In Brittany, Bertrand gets acquainted with the trumpet Gaetan, the lord of Traumenec: almost kills him during the fight, but soon they make peace and even have a friendly chat in the house of Gaetan. It is he who turns out to be the author of the cherished song. On the shore of the ocean, Gaetan teaches Bertrand to listen to the Voice of Nature.
Count Bertrand brings joyful news: he saw the troops. As a reward, he asks permission to sing at the festival juggler, whom he brought with him, and to release the Count’s wife from the Tower, where, judging by the conversations in the kitchen, they contain very strictly. And indeed: Izora grieves in captivity. Only dreams of a knight support her. Hopes are strengthened after the unfortunate takes on his account a love note addressed to Aliskan Alice, where a rendezvous is scheduled for the moonrise. In the meantime, Bertrand, in an interview with Gaetan, tries to understand: “How can suffering become a joy?” Izora, inconsolably waiting at the window, suddenly sees Gaetan – and, throwing him a black rose, loses consciousness from an overabundance of feelings. Count, thinking that imprisonment is the reason, announces release. In the courtyard of the castle Bertrand prays for the health of the unfortunate.
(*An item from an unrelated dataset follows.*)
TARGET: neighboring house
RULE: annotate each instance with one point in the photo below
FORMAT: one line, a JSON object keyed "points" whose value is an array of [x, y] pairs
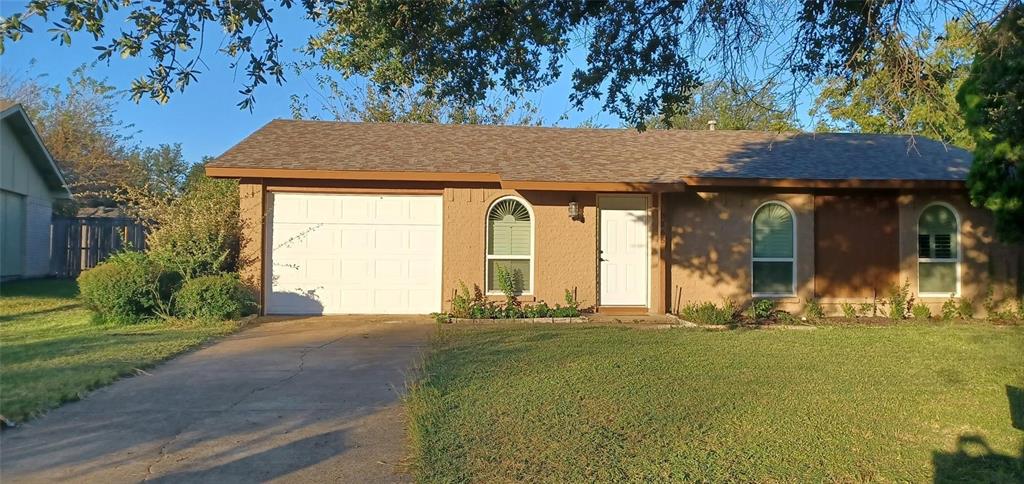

On the blossoming meadow at dawn Aliskan is angry with Alice, who did not come on a date, and again surrenders to dreams of Izora. Bringing Gaetan’s clothes to the juggler, Bertrand sees that black rose – and asks her for himself. On the May holiday, Aliskan is knighted. The minstrels compete in singing: the song about the war is rejected by the count, the song of love for the girls and the native land receives a reward. It’s Gaetan’s turn. After his song about Joy-Suffering, Izora is deprived of feelings. Gaetan disappears in the crowd. Recovering, Izora turns her attention to Aliskan. Meanwhile, the rebels are approaching the fortress. Bertrand fights better than everyone: his victory is due to him defending the fortress. But the Count refuses to admit the obvious, although it frees the wounded Bertrand from the night watch. Meanwhile, the unfaithful Alice agrees with the chaplain about a meeting at midnight in the courtyard, and Izora, exhausted in the spring from the heart emptiness, asks the watchman to warn about the arrival of unwanted guests during a meeting with her lover. In the role of that, Aliskan suddenly appears. But their date was discovered by Alice and the chaplain. The latter calls the count. At that moment, exhausted by wounds, Bertrand falls dead. With the sound of a fallen sword, he flushes Alicana. The young lover is running-and the count does not catch anyone entering the family’s quarters.